Email services providers offer a lot of storage space for their customers, but some individuals might still be displeased. Cybercriminals are relying on this in their latest campaign in which they offer highly-tempting storage plans for free.
Experts from Symantec have come across such schemes in which the fraudsters promise extra storage space for email, pictures and documents.
The trick is that they make the offers on behalf of a reputable company, which automatically means that users who want to accept the deal have to sign in to their accounts. Of course, the login page is not the legitimate one, but a replica controlled by the cybercrooks.
So once users log in on the phony page, they actually hand over their credentials to the ones that run the operation.
To avoid raising any suspicion, the fake sites are well designed and they display a notification which informs the potential victim that the “new plan” goes into effect only 24 hours later.
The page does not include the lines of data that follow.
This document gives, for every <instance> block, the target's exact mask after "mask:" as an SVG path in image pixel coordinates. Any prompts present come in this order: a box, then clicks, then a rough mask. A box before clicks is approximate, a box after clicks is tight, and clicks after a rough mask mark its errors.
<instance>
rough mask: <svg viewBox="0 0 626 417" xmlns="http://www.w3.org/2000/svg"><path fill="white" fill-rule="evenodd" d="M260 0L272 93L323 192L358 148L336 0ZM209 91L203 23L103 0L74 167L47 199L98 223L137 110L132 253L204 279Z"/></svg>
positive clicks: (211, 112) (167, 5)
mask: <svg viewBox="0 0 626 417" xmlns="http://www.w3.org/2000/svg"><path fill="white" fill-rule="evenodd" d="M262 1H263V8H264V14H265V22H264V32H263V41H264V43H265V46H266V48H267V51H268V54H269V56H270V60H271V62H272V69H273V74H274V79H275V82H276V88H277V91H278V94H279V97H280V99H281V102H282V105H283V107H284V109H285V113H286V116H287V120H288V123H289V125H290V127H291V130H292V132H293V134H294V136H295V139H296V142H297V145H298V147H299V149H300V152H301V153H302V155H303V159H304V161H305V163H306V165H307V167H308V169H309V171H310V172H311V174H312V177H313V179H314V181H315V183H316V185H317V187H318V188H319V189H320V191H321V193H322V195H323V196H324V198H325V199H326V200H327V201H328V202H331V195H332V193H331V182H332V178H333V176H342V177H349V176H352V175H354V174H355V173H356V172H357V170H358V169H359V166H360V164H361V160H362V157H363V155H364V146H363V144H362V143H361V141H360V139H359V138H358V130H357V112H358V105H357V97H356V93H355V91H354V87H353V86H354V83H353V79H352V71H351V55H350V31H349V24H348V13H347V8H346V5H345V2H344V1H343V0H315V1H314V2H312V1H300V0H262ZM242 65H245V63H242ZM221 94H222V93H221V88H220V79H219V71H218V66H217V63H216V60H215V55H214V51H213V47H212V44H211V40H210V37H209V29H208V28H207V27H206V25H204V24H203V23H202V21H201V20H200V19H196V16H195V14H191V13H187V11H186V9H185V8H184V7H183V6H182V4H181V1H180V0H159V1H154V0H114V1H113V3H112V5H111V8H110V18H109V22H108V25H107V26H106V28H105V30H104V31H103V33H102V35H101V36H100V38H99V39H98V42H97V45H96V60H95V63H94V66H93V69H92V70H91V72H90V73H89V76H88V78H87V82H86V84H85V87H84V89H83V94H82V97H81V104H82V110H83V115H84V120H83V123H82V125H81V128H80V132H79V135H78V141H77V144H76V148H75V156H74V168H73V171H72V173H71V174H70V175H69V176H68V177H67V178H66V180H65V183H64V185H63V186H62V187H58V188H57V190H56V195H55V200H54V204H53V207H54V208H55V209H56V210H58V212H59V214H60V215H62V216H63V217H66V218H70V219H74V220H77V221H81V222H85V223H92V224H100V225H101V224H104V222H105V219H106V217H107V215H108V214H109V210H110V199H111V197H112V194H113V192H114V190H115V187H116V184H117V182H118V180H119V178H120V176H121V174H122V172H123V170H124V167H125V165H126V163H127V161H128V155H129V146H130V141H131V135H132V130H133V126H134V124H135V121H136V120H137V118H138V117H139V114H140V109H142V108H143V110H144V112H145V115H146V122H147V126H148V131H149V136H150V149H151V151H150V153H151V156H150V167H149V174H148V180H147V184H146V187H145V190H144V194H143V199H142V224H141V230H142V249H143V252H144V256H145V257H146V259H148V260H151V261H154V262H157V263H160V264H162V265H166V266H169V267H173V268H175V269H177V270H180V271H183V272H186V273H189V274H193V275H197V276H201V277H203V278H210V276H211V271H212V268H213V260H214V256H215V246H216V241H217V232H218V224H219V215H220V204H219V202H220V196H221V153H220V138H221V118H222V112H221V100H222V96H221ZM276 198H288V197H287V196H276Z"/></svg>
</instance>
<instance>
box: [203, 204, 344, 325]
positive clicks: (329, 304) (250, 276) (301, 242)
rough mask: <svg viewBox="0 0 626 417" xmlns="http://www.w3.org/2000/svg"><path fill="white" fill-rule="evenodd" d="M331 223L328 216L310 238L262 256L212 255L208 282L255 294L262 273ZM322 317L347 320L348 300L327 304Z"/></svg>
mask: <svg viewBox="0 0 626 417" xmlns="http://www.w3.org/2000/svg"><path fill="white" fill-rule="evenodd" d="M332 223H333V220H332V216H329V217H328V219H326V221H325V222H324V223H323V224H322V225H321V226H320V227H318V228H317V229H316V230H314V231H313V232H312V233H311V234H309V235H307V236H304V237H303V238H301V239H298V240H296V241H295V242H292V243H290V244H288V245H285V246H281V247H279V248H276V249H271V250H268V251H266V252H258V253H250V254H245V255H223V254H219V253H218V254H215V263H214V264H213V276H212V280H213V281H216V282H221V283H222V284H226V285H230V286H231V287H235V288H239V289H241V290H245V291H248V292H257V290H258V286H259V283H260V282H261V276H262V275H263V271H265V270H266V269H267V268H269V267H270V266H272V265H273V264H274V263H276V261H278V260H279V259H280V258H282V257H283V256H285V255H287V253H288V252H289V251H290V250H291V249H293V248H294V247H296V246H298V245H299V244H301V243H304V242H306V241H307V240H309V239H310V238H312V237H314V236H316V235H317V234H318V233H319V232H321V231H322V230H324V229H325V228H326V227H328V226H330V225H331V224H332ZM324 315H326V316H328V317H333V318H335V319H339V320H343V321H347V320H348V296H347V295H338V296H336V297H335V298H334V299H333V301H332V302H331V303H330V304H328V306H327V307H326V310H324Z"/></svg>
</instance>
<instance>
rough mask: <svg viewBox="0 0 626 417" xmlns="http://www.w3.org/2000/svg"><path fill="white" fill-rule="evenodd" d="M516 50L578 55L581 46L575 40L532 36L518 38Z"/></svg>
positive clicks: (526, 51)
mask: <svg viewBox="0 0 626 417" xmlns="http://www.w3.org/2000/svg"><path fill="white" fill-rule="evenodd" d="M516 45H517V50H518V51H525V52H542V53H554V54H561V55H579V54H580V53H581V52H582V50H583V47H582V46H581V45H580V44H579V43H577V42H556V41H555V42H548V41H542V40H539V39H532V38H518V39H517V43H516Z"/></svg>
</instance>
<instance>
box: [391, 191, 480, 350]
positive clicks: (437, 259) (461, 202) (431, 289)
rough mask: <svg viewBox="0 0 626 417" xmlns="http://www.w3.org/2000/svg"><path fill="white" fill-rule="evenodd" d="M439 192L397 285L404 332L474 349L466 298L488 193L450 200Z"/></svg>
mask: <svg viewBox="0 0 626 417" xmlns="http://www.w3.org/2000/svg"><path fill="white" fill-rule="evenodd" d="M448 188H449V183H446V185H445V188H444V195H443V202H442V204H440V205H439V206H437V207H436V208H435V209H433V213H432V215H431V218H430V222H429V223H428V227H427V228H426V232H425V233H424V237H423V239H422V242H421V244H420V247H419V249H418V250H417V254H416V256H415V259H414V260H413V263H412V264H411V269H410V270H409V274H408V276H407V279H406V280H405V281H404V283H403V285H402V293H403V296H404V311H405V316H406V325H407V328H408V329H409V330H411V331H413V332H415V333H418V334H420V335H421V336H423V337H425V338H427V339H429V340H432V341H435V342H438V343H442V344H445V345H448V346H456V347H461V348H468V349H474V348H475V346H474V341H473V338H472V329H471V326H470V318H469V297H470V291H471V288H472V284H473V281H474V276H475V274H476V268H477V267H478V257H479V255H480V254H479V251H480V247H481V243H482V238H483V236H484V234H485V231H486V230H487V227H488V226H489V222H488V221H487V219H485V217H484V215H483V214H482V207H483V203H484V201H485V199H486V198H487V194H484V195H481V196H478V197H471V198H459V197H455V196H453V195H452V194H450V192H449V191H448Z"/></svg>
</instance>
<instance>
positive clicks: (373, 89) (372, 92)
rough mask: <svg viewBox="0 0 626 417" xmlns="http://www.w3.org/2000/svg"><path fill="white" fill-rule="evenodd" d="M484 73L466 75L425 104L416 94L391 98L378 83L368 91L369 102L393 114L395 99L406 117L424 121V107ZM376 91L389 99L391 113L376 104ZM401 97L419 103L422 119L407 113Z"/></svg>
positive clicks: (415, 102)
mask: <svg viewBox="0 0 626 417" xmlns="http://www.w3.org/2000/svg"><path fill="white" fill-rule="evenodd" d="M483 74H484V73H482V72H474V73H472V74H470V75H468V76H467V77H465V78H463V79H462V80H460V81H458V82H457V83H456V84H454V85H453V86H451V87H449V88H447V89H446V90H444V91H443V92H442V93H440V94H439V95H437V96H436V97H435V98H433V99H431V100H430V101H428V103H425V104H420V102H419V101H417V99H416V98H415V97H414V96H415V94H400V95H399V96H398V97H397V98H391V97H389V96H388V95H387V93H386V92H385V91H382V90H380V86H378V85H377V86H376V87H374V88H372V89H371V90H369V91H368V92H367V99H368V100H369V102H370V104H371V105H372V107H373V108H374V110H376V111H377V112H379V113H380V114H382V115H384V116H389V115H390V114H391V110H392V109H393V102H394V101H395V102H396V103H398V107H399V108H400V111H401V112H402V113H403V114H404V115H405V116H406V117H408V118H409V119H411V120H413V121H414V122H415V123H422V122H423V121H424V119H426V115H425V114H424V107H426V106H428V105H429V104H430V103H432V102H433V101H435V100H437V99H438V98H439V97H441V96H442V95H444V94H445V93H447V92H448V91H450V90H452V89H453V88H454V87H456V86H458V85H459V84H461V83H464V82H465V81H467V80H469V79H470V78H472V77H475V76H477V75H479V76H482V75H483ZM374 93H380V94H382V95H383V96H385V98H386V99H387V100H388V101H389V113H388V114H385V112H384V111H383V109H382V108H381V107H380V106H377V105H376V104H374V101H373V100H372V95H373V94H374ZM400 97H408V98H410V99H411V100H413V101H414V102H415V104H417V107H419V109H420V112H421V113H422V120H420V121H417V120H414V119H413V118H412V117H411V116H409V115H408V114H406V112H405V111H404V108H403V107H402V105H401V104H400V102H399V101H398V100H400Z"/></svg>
In this 24-hour interval, the fraudsters have time to change the password, or they can simply use the account to launch a quick spam campaign.
If you come to realize that you have been tricked, the best thing to do is to quickly change your password.
To avoid ending up in such a situation, you must always be wary of the links you click on, especially if they’re received via unsolicited email. Also, the website on which you provide your username and credentials must always be hosted on the official domain and not something that appears to be similar.
For instance, if you want to sign in to your Gmail account, you must be on the gmail.com domain and not on one that looks something like gmail.phishing.com.